Sediment samples were processed in the home laboratory to remove the carbonate and organic matter using chemical treatment according to the procedures described in Hass et al. (2010). Subsequently, the samples were analysed using a CILASS 1180L laser particle sizer (LPS, range: 0–04–2500 µm). Particles larger than 2000 µm were dry-sieved. Grainsize statistics were calculated in GRADISTAT v8.0© (Blott and Pye 2001). Underwater videos were screened for image quality to omit blurred footage, and the remaining videos were then converted into individual images at 2-s intervals using the scene video filter of VLC media player (VideoLan project, version 3.2.1.0).

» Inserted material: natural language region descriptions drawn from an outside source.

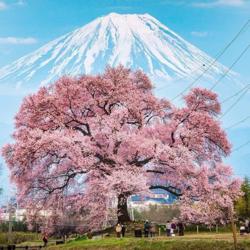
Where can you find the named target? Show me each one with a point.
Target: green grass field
(190, 242)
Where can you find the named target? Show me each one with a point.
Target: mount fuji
(135, 41)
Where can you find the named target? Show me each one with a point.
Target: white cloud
(3, 5)
(219, 3)
(20, 2)
(199, 33)
(17, 40)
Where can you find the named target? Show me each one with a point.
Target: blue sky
(27, 24)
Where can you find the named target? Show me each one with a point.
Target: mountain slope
(136, 41)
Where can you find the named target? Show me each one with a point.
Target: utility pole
(10, 223)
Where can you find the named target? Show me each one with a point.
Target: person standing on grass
(168, 228)
(247, 226)
(180, 226)
(45, 240)
(123, 230)
(146, 228)
(118, 230)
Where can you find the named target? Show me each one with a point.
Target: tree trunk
(122, 212)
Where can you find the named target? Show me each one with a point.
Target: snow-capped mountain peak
(136, 41)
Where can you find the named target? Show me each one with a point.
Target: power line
(215, 60)
(237, 123)
(237, 93)
(182, 77)
(232, 65)
(234, 104)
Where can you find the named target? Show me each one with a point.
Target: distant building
(158, 197)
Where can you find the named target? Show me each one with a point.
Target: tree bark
(122, 209)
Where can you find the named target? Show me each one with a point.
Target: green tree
(243, 204)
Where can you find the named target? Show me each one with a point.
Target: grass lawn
(193, 241)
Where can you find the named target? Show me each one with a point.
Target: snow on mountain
(136, 41)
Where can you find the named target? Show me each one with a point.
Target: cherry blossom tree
(86, 143)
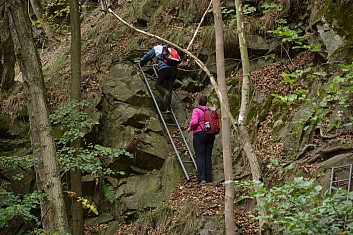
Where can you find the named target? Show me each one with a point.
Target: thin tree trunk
(226, 143)
(38, 11)
(75, 174)
(7, 55)
(53, 211)
(243, 131)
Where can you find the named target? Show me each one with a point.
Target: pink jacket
(197, 119)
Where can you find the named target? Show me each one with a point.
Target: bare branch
(197, 60)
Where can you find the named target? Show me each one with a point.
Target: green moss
(338, 15)
(5, 121)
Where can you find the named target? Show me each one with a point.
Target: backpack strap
(201, 108)
(203, 111)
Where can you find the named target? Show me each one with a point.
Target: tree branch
(197, 60)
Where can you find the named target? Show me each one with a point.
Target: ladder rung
(171, 124)
(337, 181)
(344, 166)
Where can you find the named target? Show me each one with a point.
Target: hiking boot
(166, 97)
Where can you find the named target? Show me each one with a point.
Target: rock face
(130, 121)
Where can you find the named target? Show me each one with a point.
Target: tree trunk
(75, 174)
(38, 11)
(243, 132)
(7, 53)
(53, 211)
(226, 143)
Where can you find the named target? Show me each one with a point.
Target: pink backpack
(170, 56)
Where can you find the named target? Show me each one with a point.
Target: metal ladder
(173, 130)
(348, 179)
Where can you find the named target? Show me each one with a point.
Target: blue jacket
(155, 52)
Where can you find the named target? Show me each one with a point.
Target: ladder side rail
(179, 128)
(350, 178)
(331, 180)
(164, 124)
(185, 142)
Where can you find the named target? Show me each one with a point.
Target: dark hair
(202, 99)
(158, 42)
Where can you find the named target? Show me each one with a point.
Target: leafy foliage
(12, 205)
(75, 123)
(301, 207)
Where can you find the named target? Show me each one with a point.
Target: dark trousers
(203, 145)
(165, 82)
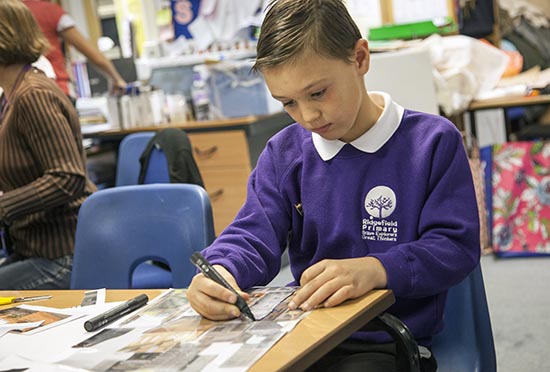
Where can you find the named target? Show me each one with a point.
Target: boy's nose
(310, 114)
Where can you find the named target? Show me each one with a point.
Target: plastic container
(200, 96)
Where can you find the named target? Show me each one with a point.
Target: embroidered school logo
(380, 203)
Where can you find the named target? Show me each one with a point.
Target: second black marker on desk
(204, 266)
(115, 313)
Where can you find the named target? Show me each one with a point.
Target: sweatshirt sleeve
(252, 245)
(53, 145)
(448, 247)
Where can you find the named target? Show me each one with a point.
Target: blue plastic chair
(466, 343)
(120, 228)
(147, 275)
(128, 165)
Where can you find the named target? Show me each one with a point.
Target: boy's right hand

All ground-truth samples were categorized according to Folk and Ward’s (Folk and Ward 1957) and BSH sediment classification (BSH 2016). The level A and C of the BSH sediment classification scheme was used to classify the ground-truth samples as lag sediment, coarse sediment, medium sand, fine sand, and fine sediment (Supplementary Table 1). The two levels were chosen to harmonize the sediment classes that were used for both ensemble mapping and manual classification.

Manual classification

The SSS backscatter mosaic of the western SOR was manually digitized by an expert using a digitizer tablet and ArcGIS v.10.4, following the mapping procedures in the “Guideline for Seafloor Mapping in German Marine Waters” (BSH 2016). The backscatter mosaic was characterized based on all ground-truth information from sediment samples and underwater videos and was classified according to all the levels (level A to C) of the BSH sediment classification scheme (Supplementary Table 1). However, for this study, the original manually classified map was reclassified into a simpler classification scheme (only levels A and C) to enable map comparison analysis. The original manually classified sediment distribution map is presented in Supplementary Material Fig. 1. The accuracy of the manually classified map was not calculated because all of the ground-truth data was used in the production of the map; hence, no validation samples remained available for the accuracy analysis.

Ensemble mapping

The ensemble mapping presented in this study was described in detail in our previous publication (Galvez et al. 2021). To cite, ensemble mapping is done by predicting each sediment classes one by one (class-specific) through ensemble modelling, and then each prediction was assembled into one map according to their probability score. The workflow for ensemble mapping presented in Fig. 2 was adapted from the seafloor sediment mapping workflow in the BSH’s guideline for seafloor mapping (BSH 2016). The ensemble mapping process is divided into four steps: data preparation, data selection, ensemble modelling, and ensemble mapping.

Fig. 2
figure 2

adapted from the BSH Guideline (BSH, 2016)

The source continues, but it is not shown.